Member of the Provincial Assembly of Punjab
- Incumbent
- Assumed office 24 February 2024

Personal details
- Party: PMLN (2013-present)

= Khalid Mahmood Ranjha =

Pakistani politician

Khalid Mahmood Ranjha is a Pakistani politician who has been a Member of the Provincial Assembly of the Punjab since 2024. He has been appointed as Parliamentary Secretary for Law & Parliamentary Affairs.

He was elected to the Provincial Assembly of the Punjab as a candidate of the Pakistan Muslim League (N) from constituency PP-42 Mandi Bahauddin-III in the 2024 Pakistani general election. He belongs to a well known Political family of Mandi Bahauddin. Khalid Mahmood Ranjha is a retired District and Session Judge, he is amongst the well established jurists. His Paternal uncle Chaudhry Irshadullah Ranjha was elected as MLA Member Punjab Legislative Council (British India) in the 1937 Punjab Provincial Assembly election and for the second term in the 1951 Punjab provincial election.

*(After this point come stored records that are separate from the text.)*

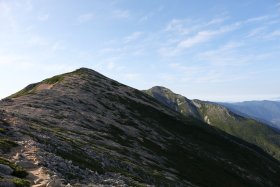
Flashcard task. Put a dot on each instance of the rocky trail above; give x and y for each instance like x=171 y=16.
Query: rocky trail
x=26 y=156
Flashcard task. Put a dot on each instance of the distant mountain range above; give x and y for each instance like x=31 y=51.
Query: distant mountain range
x=85 y=129
x=265 y=111
x=223 y=118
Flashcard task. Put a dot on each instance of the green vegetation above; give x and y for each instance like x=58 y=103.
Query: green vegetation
x=247 y=129
x=53 y=80
x=20 y=182
x=18 y=171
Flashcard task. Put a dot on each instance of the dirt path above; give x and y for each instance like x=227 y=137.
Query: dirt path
x=26 y=156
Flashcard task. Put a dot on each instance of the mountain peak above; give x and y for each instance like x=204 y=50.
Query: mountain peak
x=160 y=89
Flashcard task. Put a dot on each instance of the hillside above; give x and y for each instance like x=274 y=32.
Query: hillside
x=267 y=111
x=84 y=128
x=222 y=118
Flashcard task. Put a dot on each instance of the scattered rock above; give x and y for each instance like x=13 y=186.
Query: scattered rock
x=25 y=164
x=4 y=169
x=7 y=184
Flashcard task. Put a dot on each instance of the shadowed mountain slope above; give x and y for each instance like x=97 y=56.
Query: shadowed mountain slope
x=267 y=111
x=222 y=118
x=86 y=128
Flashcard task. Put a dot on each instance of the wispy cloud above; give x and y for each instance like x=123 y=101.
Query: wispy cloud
x=198 y=38
x=44 y=17
x=85 y=17
x=121 y=14
x=134 y=36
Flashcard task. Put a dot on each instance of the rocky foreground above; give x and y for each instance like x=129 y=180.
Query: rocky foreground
x=83 y=129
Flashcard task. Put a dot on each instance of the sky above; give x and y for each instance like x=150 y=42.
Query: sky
x=216 y=50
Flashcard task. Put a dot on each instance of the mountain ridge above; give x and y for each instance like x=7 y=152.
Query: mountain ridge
x=226 y=120
x=84 y=128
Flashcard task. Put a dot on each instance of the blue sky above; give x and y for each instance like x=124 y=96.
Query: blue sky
x=217 y=50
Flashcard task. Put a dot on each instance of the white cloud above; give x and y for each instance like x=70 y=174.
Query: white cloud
x=44 y=17
x=198 y=38
x=121 y=14
x=134 y=36
x=85 y=17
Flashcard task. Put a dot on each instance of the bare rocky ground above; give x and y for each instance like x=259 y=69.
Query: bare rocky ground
x=83 y=129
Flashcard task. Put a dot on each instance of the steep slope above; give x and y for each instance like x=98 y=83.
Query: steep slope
x=219 y=116
x=268 y=111
x=85 y=128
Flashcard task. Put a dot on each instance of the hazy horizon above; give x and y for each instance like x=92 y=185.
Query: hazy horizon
x=217 y=51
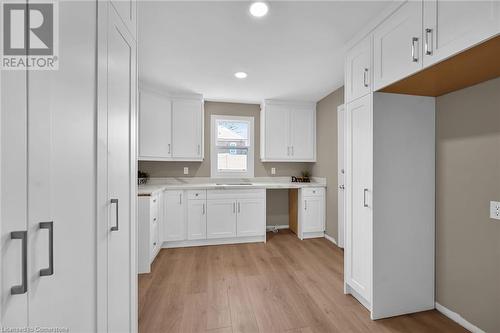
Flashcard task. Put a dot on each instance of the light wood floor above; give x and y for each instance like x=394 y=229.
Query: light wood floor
x=285 y=285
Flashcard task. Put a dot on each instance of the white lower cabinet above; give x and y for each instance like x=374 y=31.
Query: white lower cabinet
x=311 y=212
x=149 y=220
x=175 y=216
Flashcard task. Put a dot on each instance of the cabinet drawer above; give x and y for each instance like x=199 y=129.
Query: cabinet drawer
x=197 y=194
x=313 y=192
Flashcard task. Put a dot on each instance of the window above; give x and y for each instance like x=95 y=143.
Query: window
x=232 y=146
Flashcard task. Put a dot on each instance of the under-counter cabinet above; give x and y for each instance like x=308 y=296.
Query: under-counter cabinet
x=170 y=127
x=149 y=213
x=288 y=131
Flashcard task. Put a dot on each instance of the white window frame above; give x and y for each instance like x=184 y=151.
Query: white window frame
x=213 y=151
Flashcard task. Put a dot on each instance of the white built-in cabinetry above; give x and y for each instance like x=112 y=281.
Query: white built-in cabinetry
x=288 y=131
x=203 y=217
x=170 y=127
x=149 y=213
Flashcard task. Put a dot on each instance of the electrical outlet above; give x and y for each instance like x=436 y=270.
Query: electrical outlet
x=495 y=210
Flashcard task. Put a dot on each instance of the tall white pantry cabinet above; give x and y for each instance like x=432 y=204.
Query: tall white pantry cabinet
x=58 y=149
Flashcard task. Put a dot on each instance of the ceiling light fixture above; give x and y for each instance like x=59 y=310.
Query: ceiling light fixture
x=258 y=9
x=241 y=75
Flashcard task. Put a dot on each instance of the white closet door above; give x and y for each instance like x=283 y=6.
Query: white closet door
x=453 y=26
x=61 y=151
x=13 y=196
x=121 y=110
x=359 y=225
x=397 y=45
x=303 y=134
x=155 y=126
x=277 y=132
x=186 y=129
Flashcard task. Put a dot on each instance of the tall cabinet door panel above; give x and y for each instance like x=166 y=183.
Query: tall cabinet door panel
x=251 y=217
x=277 y=135
x=221 y=218
x=359 y=223
x=155 y=125
x=13 y=197
x=186 y=128
x=197 y=219
x=303 y=134
x=397 y=45
x=453 y=26
x=358 y=70
x=174 y=222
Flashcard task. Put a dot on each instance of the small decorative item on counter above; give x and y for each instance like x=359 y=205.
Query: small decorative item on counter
x=142 y=177
x=304 y=179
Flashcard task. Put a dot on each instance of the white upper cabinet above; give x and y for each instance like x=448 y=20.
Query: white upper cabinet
x=397 y=45
x=187 y=119
x=155 y=125
x=170 y=127
x=358 y=70
x=288 y=132
x=453 y=26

His elder Paternal uncle Nazir Hussain Ranjha was elected as MLA Member Punjab Legislative Council (British India) in the 1930 Punjab Legislative Council election and has also served as Bureaucrat Home secretary of Punjab and afterwards he served as Attorney General Highcourt West Pakistan. His elder brother Altaf Ahmed Ranjha was elected as MPA from Pakistan People's Party in the 1988 Pakistani general election. His Paternal cousin Chaudhry Ikramullah Ranjha was elected as MPA from Pakistan Muslim League (N) in the 1985 Pakistani general election and for the second term in the 1990 Pakistani general election. His elder Paternal cousin Chaudhry Ehsanullah Ranjha was elected as Chairmain District Council Gujrat, Pakistan. His nephew Fazal Ahmed Ranjha was elected as MPA from Pakistan Muslim League in the 2002 Punjab provincial election. His other nephew Khurram Ehsan Ranjha was elected as Member District council Mandi Bahauddin for two consecutive terms and his maternal cousin Mohsin Shahnawaz Ranjha was elected as MNA in the 2013 Pakistani general election and for the second term in the 2018 Pakistani general election. Moreover, he served as Minister of State for Parliamentary Affairs, in Abbasi cabinet from October 2017 to May 2018.